Restaurant information
- Established: 2005
- Owners: Jamie Leeds, Leeds Restaurant Group
- Location: United States
- Website: hanksoysterbar.com

= Hank's Oyster Bar =

Historic bar and restaurant in Washington, D.C.

Hank's Oyster Bar is a chain of oyster bars in Washington, D.C., and Virginia in the United States.

== Background ==
Founded in May 2005, the flagship restaurant was named "Hank's" after fisherman Hank Wolfe Leeds, the father of founder and chef Jamie Leeds.

Menu offerings at the oyster bar have included oysters on the half shell, "Hog Island-style BBQ" oysters, fried oysters, locally sourced seafood, crab cakes, clam chowder, and lobster rolls. Southern-inspired cuisine at the restaurant includes Oyster Po'boys.

The restaurant's first location is in D.C.'s Dupont Circle. It has since expanded to other locations throughout the years, including Old Town Alexandria (2007), D.C.'s Capitol Hill Eastern Market area (2012), the Wharf in D.C. (2017), a Nationals Park location, and a cocktail bar offering.

The restaurant chain has offered two proprietary oysters, including the Eastern Shore "Salty Wolfe" (named after Wolfe Leeds) and the Nomini Creek "Hayden's Reef" oysters.

=== Causes ===
The Hank's Oyster Bar chain is a supporter of the Chesapeake Bay Foundation’s "Save the Bay" campaign, serving as a hosting sponsor of the annual “D.C. On the Half Shell” event.

== Awards ==
Hank's Oyster Bar has been featured by numerous media outlets and organizations, including Bon Appetit, Gourmet, Food & Wine, The Washington Post, Southern Living, and the James Beard Foundation.

In 2006 and 2007, the restaurant was recognized as a "Best New Restaurant" and "Best Neighborhood Restaurant" by the Restaurant Association of Metropolitan Washington.

In 2014, The Washington Post's Express named Hank's as a "Best Seafood Restaurant."

In 2019, the restaurant was recognized in Washingtonian Magazine's "Best of Washington" Readers’ Poll as the "Best Raw Bar" and "Best Bloody Mary."

The restaurant was named "Best Oysters" in Virginia Living Magazine's 2019 "Best of Northern Virginia" awards.

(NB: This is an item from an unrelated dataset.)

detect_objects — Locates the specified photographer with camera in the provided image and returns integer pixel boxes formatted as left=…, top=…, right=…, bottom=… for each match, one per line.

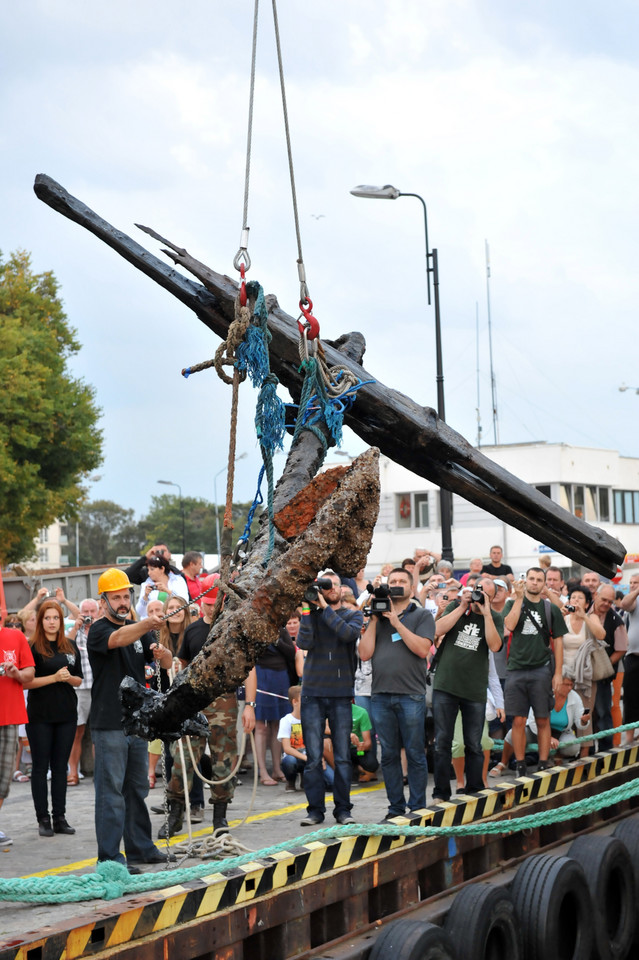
left=296, top=571, right=363, bottom=826
left=359, top=568, right=435, bottom=820
left=431, top=578, right=503, bottom=801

Leeds and Hank's Oyster Bar were selected as a Washington Business Journal "Business of Pride" honoree in recognition of LGBTQ-inclusive hiring and advocacy within the DMV area.

The restaurant is included in the Michelin Guide of the "Best Seafood Restaurants in Washington, DC."

== In popular culture ==
The restaurant is visited and described by the characters in the 2015 political thriller, "Detained" by Don Brown, the first novel in the Navy JAG series.

In the 2020 novel The Rembrandt Conspiracy (Houghton Mifflin Harcourt) by Deron Hicks, the restaurant is dined at by the book's central characters.